April 26, 2019
RETURN TO “TWO TOWNS OF JASPER”
The state of Texas has executed John William King for his role in the 1998 dragging-murder of James Byrd, a 40-year-old African American, in Jasper, Texas. If anybody deserved the death penalty it was King and his cohorts, Lawrence Brewer, who was executed in 2011, and Shawn Berry, who was not executed on the grounds that he was not motivated by race hatred, and was sentenced instead to life in prison. Whether the state of Texas was morally justified in executing King and Brewer or anyone else is a question for another time; sufficient unto the day is the evil thereof.
I was working at the Corporation for Public Broadcasting several months after the murder when we received a funding application from two filmmakers, Marco Williams and Whitney Dow, who wanted to build a PBS documentary around interviews with Jasper residents. Marco and Whitney were not as experienced as many of the filmmakers who looked to CPB to support their documentaries. But what made their idea, which they called “Two Towns of Jasper,” intriguing was how they planned to conduct the interviews: Marco, who is African American, would work with a black crew to interview African Americans, while Whitney, who is white, would work with a white crew and interview white Jasperians, the idea being to come as close as possible to finding out what members of the two groups really thought about the crime when they talked among themselves.
The internal discussion at CPB about whether to fund “Two Towns” was, to say the least, spirited. No one doubted that the black and white interview subjects would be more candid apart than together. But the idea seemed so un-PBS, so un-public broadcasting, maybe so wrong. And potentially so controversial—something to think about for an organization like CPB whose funding came from Congress.
It was, in fact, the liveliness of the internal debate that convinced me—and my colleagues; we ultimately supported it—that we ought to fund “Two Towns.” If the film spurred the kind of conversation among its viewers it sparked among the CPB programming staff, I thought, it would be an investment worth making. As a country, and—speaking as someone who had lived in Texas for almost twenty years—as a state, we needed to know how people really felt about racial issues.
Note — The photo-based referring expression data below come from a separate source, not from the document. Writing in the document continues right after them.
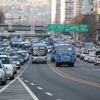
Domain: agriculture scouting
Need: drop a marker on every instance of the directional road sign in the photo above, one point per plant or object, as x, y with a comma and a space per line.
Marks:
57, 27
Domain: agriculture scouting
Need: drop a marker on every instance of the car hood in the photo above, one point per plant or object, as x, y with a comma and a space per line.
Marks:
9, 66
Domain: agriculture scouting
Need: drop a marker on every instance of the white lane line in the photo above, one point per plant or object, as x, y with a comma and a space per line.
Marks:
39, 88
32, 83
86, 69
96, 69
26, 81
21, 78
8, 85
29, 91
48, 93
1, 90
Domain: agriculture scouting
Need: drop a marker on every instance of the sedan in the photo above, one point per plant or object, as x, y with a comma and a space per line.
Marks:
2, 74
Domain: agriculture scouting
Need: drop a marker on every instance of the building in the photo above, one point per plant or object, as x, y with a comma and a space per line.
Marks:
87, 7
68, 11
64, 11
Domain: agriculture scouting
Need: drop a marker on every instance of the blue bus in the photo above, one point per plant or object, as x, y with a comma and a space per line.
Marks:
64, 54
39, 53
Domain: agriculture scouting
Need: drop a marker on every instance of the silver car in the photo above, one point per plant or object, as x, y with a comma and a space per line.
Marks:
2, 74
97, 60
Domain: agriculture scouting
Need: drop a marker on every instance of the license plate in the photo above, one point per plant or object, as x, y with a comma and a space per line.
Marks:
39, 60
65, 59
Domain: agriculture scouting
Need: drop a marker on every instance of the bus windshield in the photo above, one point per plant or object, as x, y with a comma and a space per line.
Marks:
65, 47
39, 51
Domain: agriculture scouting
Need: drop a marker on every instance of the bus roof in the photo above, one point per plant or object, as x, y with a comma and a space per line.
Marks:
39, 44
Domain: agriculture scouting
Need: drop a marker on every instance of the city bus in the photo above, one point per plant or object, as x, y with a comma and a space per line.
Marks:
65, 54
39, 53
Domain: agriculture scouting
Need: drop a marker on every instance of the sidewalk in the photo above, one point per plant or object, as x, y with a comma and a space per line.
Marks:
16, 91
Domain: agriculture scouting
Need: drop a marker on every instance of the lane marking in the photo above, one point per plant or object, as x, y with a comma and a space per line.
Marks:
1, 90
26, 81
86, 69
29, 91
39, 88
21, 78
8, 85
73, 78
48, 93
32, 83
96, 69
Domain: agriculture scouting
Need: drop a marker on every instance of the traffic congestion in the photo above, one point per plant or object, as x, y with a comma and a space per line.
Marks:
24, 57
15, 52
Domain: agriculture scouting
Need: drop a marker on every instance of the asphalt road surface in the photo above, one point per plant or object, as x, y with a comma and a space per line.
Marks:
47, 82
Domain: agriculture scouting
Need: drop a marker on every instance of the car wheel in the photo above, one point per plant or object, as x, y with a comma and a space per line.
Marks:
12, 77
3, 82
57, 64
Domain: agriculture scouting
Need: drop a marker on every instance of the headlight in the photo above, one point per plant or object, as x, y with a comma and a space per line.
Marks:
59, 54
70, 53
17, 62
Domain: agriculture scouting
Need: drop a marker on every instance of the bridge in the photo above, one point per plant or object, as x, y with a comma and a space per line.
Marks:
40, 30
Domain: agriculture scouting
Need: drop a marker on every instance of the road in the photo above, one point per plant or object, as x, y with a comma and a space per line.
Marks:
48, 82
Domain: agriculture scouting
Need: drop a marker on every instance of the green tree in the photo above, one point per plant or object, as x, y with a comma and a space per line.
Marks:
2, 16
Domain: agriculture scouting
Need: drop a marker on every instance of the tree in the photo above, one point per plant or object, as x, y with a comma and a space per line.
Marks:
2, 16
90, 20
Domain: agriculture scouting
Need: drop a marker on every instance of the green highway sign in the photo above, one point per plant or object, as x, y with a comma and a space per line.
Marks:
84, 28
57, 27
70, 28
74, 28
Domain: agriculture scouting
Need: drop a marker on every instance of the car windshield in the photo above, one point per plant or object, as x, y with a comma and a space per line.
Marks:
65, 47
5, 60
0, 65
39, 51
15, 59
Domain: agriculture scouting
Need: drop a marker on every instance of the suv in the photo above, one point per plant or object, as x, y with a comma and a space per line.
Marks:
8, 66
2, 74
97, 60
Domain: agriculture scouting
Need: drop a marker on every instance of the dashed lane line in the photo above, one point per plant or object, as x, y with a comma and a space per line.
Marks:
32, 83
48, 93
39, 88
26, 81
29, 91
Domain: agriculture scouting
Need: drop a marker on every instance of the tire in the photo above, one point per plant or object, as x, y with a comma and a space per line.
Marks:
57, 64
32, 62
95, 64
3, 82
12, 77
72, 64
52, 60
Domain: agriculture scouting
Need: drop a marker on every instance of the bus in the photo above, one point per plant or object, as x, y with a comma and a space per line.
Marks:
65, 54
39, 53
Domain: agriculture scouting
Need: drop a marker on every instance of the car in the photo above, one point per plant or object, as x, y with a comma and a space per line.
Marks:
8, 66
97, 60
91, 59
2, 74
16, 61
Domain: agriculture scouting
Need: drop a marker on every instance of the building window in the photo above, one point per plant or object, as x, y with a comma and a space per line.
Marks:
90, 2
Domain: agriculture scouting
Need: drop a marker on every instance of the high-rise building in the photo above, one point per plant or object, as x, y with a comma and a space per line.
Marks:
87, 7
63, 11
68, 11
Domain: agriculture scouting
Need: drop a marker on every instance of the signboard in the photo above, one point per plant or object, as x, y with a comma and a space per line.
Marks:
57, 27
70, 28
78, 28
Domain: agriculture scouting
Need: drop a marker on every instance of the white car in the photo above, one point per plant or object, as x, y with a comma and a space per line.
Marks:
8, 66
2, 74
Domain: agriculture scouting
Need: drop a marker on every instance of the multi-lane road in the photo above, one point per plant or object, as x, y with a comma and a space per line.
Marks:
47, 82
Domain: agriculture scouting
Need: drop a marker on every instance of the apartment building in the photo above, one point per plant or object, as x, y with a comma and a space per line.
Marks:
87, 7
63, 11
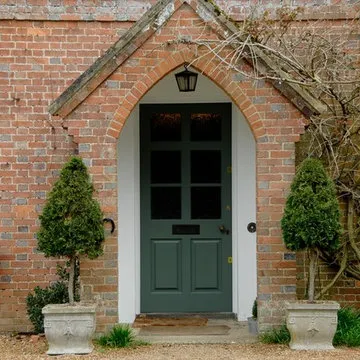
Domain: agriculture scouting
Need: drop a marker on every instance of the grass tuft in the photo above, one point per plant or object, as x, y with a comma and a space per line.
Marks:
276, 336
348, 329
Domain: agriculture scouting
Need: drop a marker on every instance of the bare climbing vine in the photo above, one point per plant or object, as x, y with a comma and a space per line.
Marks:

And specifically, we needed to come to grips with whether the horrendous crime was an isolated incident, or evidence that, to borrow from Faulkner, East Texas’s Jim Crow past was not only not dead, but not even past.
“Two Towns of Jasper” did not provide, nor could it provide, definitive answers to such questions. What it could do is to scratch just a bit beneath the surface. And so it did, at least for me, and for Ted Koppel’s Nightline, which built a Jasper-based forum on “Two Towns.” The interview clips—again, at least for me, based on a good many trips to East Texas as an EEOC investigator and conciliator, and on many interviews with both black and white East Texans—had the ring of candor.
White interviewees seemed appalled: at the crime, and at the possibility that outsiders might see the crime as evidence that racism was alive and well in Jasper, which they believed had moved beyond such brutal racial violence. To the African American interviewees, however, the crime was no surprise. The cruelty of the crime was shocking, I heard them say. But not the underlying racism. That had never gone away. You can watch “Two Towns of Jasper” online and see what you think
What would the residents of Jasper say today, almost a generation after the crime, trial and “Two Towns”? Did the viciousness of the killing shock them into seeing how they looked outside of East Texas and bring the two towns of Jasper closer together? Did the execution of two of the murderers bring closure to the racial divide? Or is racism in East Texas, and the violence it spawns, still not dead, still not even past?